We need to impute a subset of UKB genotypes with HRC as reference. Since we can't download genotypes and upload to Michigan Server (or can we?), can someone please advise on how to run imputation with a different panel on the RAP?
I think the HRC imputed dataset is already present in the platform. Once check the bulk area of the genotypes in the imputation folder. They also have 1000g imputed and TOPMed imputed as far as I remember.
We need to impute a subset of samples using the HRC European panel. How can one impute with different reference panels if we can?t use the Michigan Imputation Server which is the most widely used method?
I think you should check this https://biobank.ndph.ox.ac.uk/showcase/label.cgi?id=100319. Ukbiobank dataset with HRC imputation was already done before and the link should give you the information needed. I just want to let you know that the HRC imputed files of ukbiobank are already available to my understanding. I am not suggesting anything regarding imputation with different panels. I am sorry if my response implies that.

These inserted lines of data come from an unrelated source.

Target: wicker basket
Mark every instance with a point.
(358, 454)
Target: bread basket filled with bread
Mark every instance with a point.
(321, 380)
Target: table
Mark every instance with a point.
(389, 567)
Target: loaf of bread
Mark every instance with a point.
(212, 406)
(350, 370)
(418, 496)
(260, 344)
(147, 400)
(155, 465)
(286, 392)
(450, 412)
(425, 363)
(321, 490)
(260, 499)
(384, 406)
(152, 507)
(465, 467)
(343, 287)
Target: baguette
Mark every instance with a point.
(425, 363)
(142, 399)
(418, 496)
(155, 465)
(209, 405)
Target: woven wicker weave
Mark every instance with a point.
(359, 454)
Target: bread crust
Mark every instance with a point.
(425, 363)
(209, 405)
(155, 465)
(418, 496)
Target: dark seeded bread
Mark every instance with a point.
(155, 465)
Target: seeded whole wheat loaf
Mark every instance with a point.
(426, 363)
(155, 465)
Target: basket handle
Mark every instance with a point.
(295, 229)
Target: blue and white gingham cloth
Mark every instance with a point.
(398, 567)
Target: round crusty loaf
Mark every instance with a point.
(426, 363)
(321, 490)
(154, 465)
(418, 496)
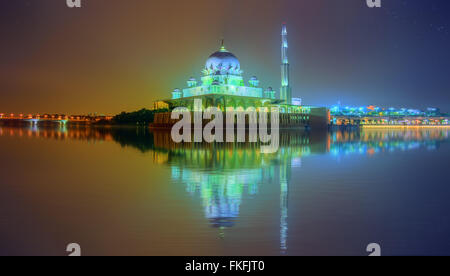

Thanks but that?s not what I need. I need to use the European reference panel of HRC to impute a subset of samples, some of which may or may not have been in the biobank at the time they imputed it with HRC. So if anyone has done it, please let me know how.
This means that a project with Tier 2 or above can download the data in field 22418, either from the RAP or in a basket.
As Akhil says, most participants already have imputed haplotypes using the HRC, see field 22438.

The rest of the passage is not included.